Under the bill, the nation's soft drink, beer and other beverage companies would be required to develop plans using a 10-cent refundable deposit on beverage containers to achieve the national standard. Plans would be submitted to the U.S. Environmental Protection Agency for approval.
Environmental leaders from the Container Recycling Institute, Earth-justice Legal Defense Fund, Friends of the Earth, GrassRoots Recycling Network and the Natural Resources Defense Council joined Senator Jeffords at the news conference.
"The beverage industry knows what works to recover containers because they invented the deposit system for refillableglass bottles, and they operate the system in the 10 U.S. states where they are required to do it. Those 10 states with deposits recycle more bottles and cans than all the other 40 states together," said Bill Sheehan, executive director of the GrassRoots Recycling Network, which is based in Athens, Georgia.
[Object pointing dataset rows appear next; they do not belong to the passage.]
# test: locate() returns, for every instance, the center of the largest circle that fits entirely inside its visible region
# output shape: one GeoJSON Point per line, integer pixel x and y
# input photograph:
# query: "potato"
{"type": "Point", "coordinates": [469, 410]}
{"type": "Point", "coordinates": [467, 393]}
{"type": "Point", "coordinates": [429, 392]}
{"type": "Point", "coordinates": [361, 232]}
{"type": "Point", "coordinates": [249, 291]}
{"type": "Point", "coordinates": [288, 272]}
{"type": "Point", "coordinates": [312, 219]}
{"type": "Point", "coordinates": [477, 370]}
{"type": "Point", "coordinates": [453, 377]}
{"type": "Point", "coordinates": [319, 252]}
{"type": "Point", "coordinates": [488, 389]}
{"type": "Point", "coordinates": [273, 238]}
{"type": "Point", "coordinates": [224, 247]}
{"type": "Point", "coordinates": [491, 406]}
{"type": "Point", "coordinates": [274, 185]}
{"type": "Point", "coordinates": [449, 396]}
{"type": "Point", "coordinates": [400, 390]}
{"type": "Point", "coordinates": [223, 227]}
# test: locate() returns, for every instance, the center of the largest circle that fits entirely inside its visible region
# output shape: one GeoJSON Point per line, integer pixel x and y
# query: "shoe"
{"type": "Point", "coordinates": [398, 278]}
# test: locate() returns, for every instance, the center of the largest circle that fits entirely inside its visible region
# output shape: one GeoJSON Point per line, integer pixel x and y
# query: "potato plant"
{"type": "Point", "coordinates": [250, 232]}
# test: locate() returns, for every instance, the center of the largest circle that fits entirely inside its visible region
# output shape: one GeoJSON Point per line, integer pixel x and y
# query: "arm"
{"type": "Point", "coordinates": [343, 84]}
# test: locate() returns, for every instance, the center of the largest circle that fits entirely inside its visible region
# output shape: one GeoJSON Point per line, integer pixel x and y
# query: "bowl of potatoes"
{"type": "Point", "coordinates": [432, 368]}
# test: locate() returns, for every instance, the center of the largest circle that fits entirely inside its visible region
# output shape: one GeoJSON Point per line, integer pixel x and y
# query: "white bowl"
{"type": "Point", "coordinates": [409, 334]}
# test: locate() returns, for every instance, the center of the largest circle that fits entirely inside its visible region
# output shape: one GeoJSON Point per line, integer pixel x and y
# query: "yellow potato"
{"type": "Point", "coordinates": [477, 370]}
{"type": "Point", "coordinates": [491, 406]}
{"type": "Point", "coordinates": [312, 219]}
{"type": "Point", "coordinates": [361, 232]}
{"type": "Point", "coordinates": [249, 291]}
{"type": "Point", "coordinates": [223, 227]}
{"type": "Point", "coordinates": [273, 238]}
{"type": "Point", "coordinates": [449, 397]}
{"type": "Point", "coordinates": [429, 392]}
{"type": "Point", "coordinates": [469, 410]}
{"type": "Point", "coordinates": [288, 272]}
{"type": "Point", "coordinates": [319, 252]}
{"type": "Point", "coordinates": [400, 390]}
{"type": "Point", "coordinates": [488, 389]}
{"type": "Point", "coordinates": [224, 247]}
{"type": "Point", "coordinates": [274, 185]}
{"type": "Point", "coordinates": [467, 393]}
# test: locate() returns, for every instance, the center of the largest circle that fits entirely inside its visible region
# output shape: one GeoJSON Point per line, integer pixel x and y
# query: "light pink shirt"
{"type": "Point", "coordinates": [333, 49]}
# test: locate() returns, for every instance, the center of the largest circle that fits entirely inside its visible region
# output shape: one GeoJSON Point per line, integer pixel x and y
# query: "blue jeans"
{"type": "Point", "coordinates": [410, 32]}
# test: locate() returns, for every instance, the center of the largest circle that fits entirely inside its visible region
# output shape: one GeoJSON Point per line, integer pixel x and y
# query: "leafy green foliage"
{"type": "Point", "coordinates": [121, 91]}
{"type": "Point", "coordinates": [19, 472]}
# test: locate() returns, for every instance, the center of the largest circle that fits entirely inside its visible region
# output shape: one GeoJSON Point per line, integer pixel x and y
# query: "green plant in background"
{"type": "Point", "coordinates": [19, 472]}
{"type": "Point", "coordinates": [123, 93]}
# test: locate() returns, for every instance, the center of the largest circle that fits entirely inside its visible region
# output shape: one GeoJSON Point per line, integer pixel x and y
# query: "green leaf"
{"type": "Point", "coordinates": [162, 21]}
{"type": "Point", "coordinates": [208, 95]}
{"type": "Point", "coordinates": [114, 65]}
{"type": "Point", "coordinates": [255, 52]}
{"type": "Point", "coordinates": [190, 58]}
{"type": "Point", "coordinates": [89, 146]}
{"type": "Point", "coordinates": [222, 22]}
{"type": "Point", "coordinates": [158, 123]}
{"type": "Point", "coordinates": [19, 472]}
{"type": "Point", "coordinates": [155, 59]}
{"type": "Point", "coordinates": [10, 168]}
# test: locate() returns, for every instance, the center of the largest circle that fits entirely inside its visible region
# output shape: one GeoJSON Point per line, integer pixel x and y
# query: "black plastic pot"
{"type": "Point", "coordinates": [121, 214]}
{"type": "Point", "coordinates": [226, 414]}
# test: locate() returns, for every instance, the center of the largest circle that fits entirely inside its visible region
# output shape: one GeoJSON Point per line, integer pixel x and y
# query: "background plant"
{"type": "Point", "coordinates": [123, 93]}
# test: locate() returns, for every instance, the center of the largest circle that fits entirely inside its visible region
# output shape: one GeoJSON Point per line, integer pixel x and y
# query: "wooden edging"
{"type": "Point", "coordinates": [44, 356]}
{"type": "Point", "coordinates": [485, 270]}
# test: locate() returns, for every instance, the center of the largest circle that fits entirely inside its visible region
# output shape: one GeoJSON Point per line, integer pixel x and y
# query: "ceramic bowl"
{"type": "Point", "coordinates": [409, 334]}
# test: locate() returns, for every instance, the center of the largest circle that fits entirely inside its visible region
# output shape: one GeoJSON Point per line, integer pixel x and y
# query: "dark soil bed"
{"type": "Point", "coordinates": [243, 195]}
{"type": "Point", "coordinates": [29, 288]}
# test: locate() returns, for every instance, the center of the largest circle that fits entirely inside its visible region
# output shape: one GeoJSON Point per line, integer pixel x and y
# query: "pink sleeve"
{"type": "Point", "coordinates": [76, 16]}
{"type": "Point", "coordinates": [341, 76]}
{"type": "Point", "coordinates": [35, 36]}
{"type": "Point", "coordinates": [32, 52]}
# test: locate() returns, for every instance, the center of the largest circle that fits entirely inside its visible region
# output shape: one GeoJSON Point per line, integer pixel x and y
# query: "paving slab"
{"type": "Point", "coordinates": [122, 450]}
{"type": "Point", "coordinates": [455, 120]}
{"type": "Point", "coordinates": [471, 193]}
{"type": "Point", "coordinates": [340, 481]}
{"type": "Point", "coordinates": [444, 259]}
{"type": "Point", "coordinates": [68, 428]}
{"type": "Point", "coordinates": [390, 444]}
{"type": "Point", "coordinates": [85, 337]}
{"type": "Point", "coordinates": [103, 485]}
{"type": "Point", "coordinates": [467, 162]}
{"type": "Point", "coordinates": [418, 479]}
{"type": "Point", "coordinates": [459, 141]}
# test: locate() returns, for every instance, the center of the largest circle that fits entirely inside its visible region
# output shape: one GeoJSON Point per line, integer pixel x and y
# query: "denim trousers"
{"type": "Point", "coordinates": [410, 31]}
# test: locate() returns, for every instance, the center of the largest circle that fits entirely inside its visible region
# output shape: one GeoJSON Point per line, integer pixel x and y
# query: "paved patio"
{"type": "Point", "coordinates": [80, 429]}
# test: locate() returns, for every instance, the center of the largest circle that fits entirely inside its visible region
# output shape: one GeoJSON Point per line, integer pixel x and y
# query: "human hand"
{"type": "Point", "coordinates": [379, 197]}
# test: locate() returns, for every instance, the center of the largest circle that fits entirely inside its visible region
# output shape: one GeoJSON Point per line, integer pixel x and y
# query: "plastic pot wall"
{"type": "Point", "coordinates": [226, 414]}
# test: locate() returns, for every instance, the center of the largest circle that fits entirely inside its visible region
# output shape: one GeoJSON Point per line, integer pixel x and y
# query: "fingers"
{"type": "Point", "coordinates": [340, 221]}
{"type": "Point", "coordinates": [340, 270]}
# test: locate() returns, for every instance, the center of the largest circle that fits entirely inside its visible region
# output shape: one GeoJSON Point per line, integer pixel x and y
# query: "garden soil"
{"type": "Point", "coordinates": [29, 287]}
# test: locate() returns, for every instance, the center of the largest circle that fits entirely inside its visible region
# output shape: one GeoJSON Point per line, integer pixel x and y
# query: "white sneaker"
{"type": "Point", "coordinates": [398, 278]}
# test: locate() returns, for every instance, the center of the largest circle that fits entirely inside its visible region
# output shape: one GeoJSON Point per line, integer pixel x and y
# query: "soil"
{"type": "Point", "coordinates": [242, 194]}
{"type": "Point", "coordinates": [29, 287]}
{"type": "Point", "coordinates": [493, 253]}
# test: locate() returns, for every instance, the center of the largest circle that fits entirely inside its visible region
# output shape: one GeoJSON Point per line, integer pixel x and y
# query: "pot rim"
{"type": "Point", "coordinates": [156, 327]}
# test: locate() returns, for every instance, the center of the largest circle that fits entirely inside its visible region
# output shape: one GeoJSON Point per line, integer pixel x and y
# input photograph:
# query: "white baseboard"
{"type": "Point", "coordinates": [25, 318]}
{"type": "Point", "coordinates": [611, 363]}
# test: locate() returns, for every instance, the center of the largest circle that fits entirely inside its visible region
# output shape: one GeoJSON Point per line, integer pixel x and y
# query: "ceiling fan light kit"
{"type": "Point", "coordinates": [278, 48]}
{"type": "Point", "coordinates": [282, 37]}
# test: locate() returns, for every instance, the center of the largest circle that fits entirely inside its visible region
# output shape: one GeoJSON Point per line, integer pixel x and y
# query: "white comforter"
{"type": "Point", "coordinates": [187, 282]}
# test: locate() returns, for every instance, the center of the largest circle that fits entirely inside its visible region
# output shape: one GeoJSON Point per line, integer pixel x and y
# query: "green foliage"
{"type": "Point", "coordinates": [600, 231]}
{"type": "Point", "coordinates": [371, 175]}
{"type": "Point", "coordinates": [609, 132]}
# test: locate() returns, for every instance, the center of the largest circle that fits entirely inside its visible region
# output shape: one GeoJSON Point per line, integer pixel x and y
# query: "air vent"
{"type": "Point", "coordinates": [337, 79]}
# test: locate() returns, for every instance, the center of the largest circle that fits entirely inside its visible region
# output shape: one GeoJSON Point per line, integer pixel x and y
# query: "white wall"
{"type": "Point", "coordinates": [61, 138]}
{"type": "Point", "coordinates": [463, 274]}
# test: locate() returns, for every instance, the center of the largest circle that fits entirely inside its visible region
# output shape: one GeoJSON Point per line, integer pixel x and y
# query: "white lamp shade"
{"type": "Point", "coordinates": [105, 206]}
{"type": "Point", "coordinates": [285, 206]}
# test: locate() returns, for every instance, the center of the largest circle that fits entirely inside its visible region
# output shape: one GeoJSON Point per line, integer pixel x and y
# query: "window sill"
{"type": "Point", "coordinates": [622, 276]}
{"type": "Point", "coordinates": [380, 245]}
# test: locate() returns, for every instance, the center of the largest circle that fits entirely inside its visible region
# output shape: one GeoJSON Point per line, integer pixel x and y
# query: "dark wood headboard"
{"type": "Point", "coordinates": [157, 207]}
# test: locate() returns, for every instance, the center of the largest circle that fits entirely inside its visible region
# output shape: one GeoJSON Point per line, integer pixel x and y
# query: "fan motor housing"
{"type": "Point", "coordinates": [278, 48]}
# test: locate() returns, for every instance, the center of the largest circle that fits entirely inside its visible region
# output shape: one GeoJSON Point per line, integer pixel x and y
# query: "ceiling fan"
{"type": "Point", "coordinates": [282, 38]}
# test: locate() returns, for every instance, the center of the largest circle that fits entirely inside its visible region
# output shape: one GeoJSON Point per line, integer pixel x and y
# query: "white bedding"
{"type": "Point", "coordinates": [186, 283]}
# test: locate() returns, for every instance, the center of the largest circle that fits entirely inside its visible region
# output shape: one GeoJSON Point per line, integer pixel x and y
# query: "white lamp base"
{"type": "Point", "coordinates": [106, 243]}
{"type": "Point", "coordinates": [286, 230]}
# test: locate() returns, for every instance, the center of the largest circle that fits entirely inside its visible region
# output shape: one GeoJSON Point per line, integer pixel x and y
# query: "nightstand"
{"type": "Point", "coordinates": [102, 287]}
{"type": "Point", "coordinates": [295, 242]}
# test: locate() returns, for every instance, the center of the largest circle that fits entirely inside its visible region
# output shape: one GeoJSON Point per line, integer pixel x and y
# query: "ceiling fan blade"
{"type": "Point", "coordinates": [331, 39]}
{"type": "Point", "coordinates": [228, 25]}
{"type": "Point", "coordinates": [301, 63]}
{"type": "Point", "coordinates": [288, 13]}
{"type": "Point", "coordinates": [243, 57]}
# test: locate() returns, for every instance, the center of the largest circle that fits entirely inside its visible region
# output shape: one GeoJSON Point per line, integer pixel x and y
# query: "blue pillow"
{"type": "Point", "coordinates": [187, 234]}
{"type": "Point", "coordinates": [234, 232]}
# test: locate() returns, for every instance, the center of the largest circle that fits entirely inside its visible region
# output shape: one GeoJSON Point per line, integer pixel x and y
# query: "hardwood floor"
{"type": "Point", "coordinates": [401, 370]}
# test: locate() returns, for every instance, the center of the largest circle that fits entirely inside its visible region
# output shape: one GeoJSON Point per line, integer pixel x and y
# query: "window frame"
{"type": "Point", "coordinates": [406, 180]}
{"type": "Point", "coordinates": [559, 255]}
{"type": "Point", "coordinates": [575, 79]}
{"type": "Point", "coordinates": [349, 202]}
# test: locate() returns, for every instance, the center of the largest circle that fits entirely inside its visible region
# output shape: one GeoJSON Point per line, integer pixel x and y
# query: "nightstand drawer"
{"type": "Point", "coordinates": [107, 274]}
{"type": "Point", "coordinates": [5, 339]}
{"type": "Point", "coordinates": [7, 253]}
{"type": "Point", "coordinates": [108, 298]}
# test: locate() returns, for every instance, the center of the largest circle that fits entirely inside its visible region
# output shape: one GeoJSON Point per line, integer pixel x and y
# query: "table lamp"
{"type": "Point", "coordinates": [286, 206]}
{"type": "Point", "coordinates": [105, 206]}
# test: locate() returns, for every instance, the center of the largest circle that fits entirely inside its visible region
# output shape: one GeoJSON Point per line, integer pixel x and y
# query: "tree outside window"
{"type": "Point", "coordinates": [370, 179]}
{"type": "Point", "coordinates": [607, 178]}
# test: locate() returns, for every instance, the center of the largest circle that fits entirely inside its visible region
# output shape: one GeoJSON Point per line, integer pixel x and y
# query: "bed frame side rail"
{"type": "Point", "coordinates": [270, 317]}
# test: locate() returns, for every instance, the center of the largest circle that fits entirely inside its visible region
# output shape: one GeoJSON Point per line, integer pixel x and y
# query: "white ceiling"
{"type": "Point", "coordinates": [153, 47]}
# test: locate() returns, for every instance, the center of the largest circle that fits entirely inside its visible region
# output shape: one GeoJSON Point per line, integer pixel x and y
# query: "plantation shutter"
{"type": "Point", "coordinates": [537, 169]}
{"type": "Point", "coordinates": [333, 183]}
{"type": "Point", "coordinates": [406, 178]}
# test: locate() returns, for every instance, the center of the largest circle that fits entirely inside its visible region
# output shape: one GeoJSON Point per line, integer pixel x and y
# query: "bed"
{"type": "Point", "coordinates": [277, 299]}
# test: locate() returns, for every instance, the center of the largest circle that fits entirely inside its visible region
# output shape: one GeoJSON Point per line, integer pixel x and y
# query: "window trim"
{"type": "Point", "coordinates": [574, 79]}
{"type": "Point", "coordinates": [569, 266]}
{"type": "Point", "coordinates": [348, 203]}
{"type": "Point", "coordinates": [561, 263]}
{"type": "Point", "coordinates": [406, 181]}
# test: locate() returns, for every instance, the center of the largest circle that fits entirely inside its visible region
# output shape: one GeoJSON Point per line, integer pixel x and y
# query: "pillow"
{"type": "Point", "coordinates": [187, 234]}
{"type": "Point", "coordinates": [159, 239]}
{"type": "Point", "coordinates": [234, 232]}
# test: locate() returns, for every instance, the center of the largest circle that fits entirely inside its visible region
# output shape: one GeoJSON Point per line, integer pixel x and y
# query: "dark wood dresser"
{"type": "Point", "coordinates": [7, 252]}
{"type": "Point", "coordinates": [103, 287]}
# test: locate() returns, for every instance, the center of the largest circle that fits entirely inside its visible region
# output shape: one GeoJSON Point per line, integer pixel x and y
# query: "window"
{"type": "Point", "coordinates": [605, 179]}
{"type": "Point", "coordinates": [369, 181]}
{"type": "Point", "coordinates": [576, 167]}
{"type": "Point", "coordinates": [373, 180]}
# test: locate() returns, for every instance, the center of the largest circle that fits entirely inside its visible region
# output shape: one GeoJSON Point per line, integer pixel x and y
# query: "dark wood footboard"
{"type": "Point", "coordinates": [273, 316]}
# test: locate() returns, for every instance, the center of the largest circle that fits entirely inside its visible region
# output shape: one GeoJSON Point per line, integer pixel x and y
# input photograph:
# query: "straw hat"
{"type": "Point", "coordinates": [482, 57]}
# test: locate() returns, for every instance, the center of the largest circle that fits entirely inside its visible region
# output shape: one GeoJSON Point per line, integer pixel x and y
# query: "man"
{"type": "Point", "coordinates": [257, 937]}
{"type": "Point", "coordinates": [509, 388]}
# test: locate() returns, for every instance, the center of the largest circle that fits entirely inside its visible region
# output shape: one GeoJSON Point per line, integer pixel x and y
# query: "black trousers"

"What's new about the Jeffords approach is that it will result in a system designed by beverage producers, not imposed on them. It allows industry to do what industry does best, design a cost-effective system that gets the job done.
Government does what government does bestó setting standards in the public interest, monitoring progress and ensuring compliance," Mr. Sheehan said.
The 10 states with deposit laws are California, Connecticut, Delaware, Iowa, Massachusetts, Maine, New York, Michigan, Oregon, and Vermont.
CRI Senior Policy Analyst Lance King explained two key factors contributing to the waste problem. "Marketing beverages for away from home consumption and the shift to plastic bottles have fueled the beverage container waste problem," Mr. King said.
"Achieving an 80 percent recycling rate would produce major benefits in energy conservation, saving the equivalent of 640 million barrels of oil over a ten year period or enough electricity to meet the needs of 5 million households a year," Mr. King said.
"Requiring a 10-cent refundable deposit would lead to a doubling of the national beverage container recycling rate within the next several years. Michigan has a 10-cent deposit and the highest recycling rate in the nation - 95 percent or higher since its deposit law was passed," Franklin said.
CRI and GRRN cited a new study by businesses and environmentalists showing that deposit systems result in the highest level of recyclingó with 422 bottles and cans recycled per capita, compared to only 127 beverage containers recycled per capita through curbside recycling in non-deposit states.
"Vermont's bottle deposit law has been in place now for 30 years. As is the case in other 'Bottle Bill' states, the program is among the most successful and popular of Vermont's environmental laws," said Joan Mulhern, legislative counsel for Earthjustice Legal Defense Fund, the nation's largest nonprofit environmental law firm. "It's time for Congress to apply the successful deposit system across the nation."